The Federal Communications Commission (FCC) is doing a better job at protecting children from exposure to harmful content than Texas Public Schools.

For the past year, parents across Texas have been sounding the alarm about the sexually explicit and inappropriate materials they are finding in schools.

But let’s be clear—while there is no better an advocate and protector than a parent, this is not a parental rights’ in education issue.

The state has a compelling interest to protect kids from the harmful content in Texas schools; the onus of responsibility here is on the state. And, thus far, those in charge of protecting kids from filthy library materials are doing a terrible job at correcting the local policy that has done almost nothing to correct the problem.

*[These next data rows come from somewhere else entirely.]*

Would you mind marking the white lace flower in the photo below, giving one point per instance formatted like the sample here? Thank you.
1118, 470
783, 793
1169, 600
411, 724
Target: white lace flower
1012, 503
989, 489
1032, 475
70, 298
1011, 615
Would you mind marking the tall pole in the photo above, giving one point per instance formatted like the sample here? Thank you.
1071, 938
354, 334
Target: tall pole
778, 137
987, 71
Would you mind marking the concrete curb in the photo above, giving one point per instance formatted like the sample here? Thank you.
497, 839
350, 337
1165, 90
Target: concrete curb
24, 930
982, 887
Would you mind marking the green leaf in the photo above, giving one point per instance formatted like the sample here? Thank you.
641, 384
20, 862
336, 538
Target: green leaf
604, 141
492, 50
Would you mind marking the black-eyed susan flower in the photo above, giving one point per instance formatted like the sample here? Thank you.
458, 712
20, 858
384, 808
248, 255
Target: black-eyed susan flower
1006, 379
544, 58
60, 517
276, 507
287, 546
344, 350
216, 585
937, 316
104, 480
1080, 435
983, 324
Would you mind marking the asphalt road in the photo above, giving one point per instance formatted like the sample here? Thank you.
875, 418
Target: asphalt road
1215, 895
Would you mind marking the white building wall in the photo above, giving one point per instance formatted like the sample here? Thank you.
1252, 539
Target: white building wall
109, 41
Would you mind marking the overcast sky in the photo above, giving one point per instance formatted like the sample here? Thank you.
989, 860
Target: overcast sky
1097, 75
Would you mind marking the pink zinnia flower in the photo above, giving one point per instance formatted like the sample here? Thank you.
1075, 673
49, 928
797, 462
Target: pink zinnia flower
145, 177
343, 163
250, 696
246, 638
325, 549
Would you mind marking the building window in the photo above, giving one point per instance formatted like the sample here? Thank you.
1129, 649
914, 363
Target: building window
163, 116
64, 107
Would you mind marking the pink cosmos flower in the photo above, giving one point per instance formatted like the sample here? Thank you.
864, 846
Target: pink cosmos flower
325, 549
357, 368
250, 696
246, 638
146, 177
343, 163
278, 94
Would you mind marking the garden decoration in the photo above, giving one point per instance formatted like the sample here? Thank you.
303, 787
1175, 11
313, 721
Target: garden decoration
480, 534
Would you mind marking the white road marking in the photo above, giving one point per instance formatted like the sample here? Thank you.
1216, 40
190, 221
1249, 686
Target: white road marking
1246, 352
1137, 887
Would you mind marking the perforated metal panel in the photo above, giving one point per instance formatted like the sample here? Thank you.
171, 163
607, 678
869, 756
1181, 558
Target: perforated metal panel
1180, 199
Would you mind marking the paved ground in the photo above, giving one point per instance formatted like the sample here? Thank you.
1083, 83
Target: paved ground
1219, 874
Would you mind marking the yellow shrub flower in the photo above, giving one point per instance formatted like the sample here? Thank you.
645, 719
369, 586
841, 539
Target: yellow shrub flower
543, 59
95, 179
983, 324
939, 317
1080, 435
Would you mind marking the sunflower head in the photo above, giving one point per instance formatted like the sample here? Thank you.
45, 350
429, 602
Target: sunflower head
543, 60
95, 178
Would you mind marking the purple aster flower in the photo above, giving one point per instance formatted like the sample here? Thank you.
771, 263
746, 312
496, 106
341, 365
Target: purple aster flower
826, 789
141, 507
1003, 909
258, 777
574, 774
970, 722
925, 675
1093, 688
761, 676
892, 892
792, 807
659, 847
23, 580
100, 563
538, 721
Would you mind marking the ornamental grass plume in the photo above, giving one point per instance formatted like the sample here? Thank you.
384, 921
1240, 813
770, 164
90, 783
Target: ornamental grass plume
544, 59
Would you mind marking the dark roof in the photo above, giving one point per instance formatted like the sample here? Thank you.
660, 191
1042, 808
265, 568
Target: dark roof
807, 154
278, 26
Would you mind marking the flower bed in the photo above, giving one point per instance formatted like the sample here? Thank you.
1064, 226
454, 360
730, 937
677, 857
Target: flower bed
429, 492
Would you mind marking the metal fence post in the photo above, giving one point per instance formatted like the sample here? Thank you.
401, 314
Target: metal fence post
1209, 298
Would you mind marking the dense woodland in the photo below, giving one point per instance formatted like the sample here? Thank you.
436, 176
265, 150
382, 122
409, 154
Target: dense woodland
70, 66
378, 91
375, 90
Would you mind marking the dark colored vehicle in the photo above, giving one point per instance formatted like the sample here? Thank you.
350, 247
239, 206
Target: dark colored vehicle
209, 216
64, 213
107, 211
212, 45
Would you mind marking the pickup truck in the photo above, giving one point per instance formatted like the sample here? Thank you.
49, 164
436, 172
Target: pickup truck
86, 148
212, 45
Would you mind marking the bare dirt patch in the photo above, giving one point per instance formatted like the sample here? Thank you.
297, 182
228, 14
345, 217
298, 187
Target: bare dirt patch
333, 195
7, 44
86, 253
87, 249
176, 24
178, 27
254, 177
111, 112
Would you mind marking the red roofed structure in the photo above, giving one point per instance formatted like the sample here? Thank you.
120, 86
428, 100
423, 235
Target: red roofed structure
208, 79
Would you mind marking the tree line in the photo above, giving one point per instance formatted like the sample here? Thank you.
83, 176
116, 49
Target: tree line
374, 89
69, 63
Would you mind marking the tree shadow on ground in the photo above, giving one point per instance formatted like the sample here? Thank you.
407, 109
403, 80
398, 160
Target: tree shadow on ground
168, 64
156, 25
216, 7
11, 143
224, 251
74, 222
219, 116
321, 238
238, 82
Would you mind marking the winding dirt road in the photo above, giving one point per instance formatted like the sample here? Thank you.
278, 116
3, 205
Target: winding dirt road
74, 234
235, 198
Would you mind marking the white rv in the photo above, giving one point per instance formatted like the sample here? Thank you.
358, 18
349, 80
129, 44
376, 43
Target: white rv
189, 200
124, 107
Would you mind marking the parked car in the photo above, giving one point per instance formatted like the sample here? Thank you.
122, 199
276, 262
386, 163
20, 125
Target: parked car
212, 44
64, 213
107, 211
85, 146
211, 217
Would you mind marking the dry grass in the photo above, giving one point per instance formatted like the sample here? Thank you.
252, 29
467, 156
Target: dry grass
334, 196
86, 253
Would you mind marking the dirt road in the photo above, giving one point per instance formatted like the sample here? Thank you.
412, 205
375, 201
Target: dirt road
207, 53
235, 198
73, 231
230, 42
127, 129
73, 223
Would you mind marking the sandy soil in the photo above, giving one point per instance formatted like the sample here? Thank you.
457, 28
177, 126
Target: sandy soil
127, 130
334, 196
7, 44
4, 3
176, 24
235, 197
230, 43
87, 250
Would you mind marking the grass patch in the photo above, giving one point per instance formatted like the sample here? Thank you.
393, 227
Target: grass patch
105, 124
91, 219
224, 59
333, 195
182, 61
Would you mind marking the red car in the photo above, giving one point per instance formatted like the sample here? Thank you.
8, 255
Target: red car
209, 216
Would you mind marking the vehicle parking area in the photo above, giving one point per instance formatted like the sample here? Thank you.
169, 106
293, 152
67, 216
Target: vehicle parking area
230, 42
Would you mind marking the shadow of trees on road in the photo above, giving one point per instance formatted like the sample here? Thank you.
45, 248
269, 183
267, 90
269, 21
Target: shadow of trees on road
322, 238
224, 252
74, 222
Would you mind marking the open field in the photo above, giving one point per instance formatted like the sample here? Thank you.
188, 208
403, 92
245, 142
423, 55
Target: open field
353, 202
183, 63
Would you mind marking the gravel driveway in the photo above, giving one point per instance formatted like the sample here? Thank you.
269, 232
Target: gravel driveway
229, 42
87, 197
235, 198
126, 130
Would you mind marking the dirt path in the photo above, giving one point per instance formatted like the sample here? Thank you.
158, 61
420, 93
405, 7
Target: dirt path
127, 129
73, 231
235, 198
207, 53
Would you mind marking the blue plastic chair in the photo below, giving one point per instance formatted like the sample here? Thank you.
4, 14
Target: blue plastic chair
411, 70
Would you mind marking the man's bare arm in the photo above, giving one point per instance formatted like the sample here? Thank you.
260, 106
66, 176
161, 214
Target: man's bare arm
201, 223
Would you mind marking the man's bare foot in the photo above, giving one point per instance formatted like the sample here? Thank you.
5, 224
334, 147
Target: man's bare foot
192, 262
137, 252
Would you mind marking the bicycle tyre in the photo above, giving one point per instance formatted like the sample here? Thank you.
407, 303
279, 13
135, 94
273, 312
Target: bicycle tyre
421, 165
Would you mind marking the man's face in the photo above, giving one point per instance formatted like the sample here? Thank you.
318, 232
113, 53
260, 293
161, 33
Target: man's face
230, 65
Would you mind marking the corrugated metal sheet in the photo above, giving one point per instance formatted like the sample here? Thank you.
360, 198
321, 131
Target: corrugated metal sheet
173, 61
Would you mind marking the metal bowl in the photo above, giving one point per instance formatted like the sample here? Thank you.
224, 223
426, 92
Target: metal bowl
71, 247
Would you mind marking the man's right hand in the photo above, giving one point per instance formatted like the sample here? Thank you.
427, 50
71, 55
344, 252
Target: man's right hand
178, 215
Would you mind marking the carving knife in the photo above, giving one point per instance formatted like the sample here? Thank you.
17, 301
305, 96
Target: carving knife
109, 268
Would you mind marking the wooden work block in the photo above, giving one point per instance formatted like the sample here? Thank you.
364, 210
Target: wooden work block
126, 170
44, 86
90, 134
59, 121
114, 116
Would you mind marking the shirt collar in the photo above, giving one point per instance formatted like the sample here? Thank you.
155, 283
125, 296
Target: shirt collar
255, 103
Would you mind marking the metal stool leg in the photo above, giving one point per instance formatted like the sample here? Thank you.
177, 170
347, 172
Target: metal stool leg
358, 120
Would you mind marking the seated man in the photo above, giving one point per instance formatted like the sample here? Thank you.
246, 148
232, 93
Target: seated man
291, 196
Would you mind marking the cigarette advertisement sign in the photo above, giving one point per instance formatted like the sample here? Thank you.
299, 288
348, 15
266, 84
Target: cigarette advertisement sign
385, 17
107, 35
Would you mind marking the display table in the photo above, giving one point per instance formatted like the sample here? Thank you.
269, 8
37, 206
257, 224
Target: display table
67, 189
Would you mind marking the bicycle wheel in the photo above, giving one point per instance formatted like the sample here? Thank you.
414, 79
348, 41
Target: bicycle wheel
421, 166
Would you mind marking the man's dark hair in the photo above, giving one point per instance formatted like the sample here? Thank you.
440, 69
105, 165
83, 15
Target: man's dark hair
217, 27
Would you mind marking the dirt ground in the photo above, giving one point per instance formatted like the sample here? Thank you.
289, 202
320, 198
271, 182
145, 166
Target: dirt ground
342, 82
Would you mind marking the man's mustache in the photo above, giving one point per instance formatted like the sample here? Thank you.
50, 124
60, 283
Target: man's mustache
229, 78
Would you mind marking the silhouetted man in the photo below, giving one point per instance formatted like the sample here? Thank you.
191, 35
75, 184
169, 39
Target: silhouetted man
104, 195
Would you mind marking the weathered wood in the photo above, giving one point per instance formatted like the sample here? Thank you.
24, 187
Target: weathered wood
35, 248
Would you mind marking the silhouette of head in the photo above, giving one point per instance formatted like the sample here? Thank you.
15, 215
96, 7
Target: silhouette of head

It’s a sad state of affairs when Texas children are safer tuning into television and radio airwaves than perusing their school libraries. This needs to change and we should use the guidance of the FCC to inform our legislation and our arguments for the state to implement mandated content standards for school library materials.  Currently, there are none.

What the FCC recognizes—and what the Texas Education Agency has failed to in its own model Local EF policy—is that children are harmed by content that is indecent and profane, even when it doesn’t meet the most extreme definition of obscenity in our penal codes.

The FCC recognizes that children should be protected from Indecent Content and Profane Content, not just Obscene Content. It is a crime to distribute Obscene Content to minors. It’s all there in Texas Penal Code Chapter 43.24.

The FCC regulates the airwaves for obscene content, indecent content and profane content during the hours of 6 a.m. and 10 p.m. Why? Because of a reasonable assumption that children might be present during those hours.

Texas school libraries are filled with books that meet the definition of indecent content and profane content—despite the fact that we know children are present. The FCC recognizes this to be harmful to children—so why are our Texas schools allowing it?

Many argue it violates a child’s freedom of speech to regulate content standards in the library. We know it doesn’t.

The laws that allow for regulation of content on our airwaves have been in place since the 1930s and have withstood the First Amendment challenges. There is much case law to cite from the Supreme Court of The United States.

We also know that books can be removed from libraries for pervasively vulgar content (Board of Education v. Pico), which encompasses indecent content and profane content.

There are big consequences when these FCC regulations are ignored. This is why the movie and music industries self-regulate, using explicit content warnings and rating systems. Currently, there are no consequences for distributing similar expressive materials in schools and libraries.

It is not a child’s right to access this material in their schools. It is not a violation of free speech to implement standards that protect children from obscene, indecent, or profane content in their schools or public libraries.

The FCC has very clear definitions of what obscene content, indecent content, and profane content is. We should use these to help inform local and state policy.

The FCC uses current penal code in its definition of obscene. Material must appeal to an average person’s prurient interest, depict or describe sexual conduct in a “patently offensive” and taken as a whole, it must lack serious literary, artistic, political or scientific value.

A good way to know if a library book in question breaks FCC standards related to obscenity, indecent content, or profane content is to try and read it aloud at a school board meeting that is being broadcasted. In seconds your mic will be cut off—they know it violates FCC standards.

Yet they continue to allow it in their schools.

In its model policy on library materials, the Texas Education Agency only advises that schools protect kids from the most extreme obscene content, which would violate the penal code and be considered criminal to distribute. Many school districts have adopted this policy.

But this policy is a failure. It is why the Legislature must act now to protect Texas kids from sexually explicit materials and inappropriate content in Texas schools.

The Republican Party of Texas is committed to supporting and driving legislation that protects kids from sexualization in our schools and communities.

Christin Bentley, M.S., represents Senate District 1 on the Senate Republican Executive Committee. She is a Tyler mom and an advocate for special needs students. The opinions expressed are hers.